2. meet up with mr glen *woots!!~
3. trng in trng room.

mr steve still hasnt returned me my "the marketer". bleh O.o

IM TIRED!!


life sucks being the SME..
cant you all shut up about it..

i told of my glory at 10:44 pm

chapter 117:

it's the love baby :DD
6 more days~

,,,,,,,,,,,,,,,,,,,,,,,,,,,,,,,,,,

today!! calling calling bleh. HAHA. in the evening mr S went around borrowing "The Marketer" magazine. and he asked from cubicle to cubicle, BUT DIDNT ASK FALCON. nabi. in the end i was muttering to mr mengwee that "stupid leh he dno how ask me ah. i have he dont ask me, he ask all that dont have..." AND MY LOVELY CAR ACHIEVER MR MENGWEE SAID "EH STEVE! SHE SAY SHE HAVE LEH WHY NEVER BORROW FROM HER!!" he came over and "SOLID!!" *handshake. WHOA WHOA.. the rest... dont have to blog about it lol.

then went to orchard with meng and miss lois after that. meng wanted to buy shoesss. haha. took cab somemore. then had dinner at BBQ CHICKEN. omg the chicken DAMN NICE!! :DD so yes, 2 meals of chicken today cos for early lunch i went to eat fried rice with chicken with derrick. LOL.

more and more agents getting negative about upline? ARGH. and im busy repeating the same things over and over again.. O.o when a downline gets negative, it's a bad thing. and i realised their situation is much worse than mine..

i miss upline eh... :(

yes it's 1.20am. i took one hour to type this post cos im chatting with darren and ester at the same time. shall go sleep now cos darren is nagging. HAHA. tmr morning go spam call already :DD with darren and i think myron and others. HAHA. ZZZ~

i told of my glory at 12:02 am
Wednesday, 11 June 2008

chapter 116:

squint and look, focus and grin.

you stupid annoying shit :DD

,,,,,,,,,,,,,,,,,,,,,,,,,,,,,,,,,,

im the boss yea :D
did a biz plan. no BM was available to help us. HAHA. so i took things into my own SME hands :DD LOL. then miss lois taught zura and li fung pp and that was all to today. BORING DAY :(


today your squint, focus, gaze, and smile..

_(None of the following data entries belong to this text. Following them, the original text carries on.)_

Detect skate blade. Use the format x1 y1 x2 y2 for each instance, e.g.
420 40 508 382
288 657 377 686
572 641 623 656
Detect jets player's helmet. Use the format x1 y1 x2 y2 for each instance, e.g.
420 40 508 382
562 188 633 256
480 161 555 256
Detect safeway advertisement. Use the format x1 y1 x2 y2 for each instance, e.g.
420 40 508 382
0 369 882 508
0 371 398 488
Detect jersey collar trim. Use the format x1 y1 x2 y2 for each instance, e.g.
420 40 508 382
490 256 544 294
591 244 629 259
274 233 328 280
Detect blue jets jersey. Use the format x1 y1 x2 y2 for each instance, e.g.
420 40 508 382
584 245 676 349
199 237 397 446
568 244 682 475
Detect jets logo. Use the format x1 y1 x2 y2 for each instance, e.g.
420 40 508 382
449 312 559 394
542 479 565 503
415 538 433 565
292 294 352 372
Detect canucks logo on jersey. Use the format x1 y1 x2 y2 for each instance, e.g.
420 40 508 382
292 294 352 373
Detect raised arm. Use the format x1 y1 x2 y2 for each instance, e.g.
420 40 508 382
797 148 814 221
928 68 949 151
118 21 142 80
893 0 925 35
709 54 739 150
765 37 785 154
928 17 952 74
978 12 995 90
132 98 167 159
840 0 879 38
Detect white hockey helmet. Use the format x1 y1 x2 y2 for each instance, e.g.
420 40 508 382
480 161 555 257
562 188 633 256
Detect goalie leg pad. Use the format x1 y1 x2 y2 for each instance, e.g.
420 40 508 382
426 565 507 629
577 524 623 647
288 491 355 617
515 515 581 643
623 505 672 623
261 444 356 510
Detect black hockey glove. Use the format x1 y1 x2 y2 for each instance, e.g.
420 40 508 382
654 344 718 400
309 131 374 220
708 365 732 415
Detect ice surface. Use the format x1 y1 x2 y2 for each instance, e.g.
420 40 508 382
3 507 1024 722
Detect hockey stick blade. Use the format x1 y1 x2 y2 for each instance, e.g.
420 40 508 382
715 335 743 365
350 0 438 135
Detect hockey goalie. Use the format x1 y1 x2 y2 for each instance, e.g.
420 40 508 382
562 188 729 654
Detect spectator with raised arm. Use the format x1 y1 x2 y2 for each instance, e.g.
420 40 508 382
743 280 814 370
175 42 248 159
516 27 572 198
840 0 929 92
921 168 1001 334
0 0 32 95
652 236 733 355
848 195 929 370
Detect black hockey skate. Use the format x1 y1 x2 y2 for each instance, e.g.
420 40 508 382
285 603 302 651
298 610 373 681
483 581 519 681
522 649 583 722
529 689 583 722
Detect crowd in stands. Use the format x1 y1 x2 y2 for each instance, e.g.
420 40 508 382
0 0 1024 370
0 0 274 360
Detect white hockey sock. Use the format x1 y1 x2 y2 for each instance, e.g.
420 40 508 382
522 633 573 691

i miss nic.. nothing i can do to help him.. im so sorry.. it's all that car achiever's fault that all these happened..... hais. =x

i told of my glory at 2:07 am
Tuesday, 10 June 2008

chapter 115:

it's that charm,

stop banging into me lah!
*annoying shit.. :D

,,,,,,,,,,,,,,,,,,,,,,,,,,,,,,,,,,

chatting with darren is fun :DD
he's inspired by mr shunjie to sniff cal ion plus. dumb sh*t. haha.
and smelly still never bathe. still tribal war. NEH. lol.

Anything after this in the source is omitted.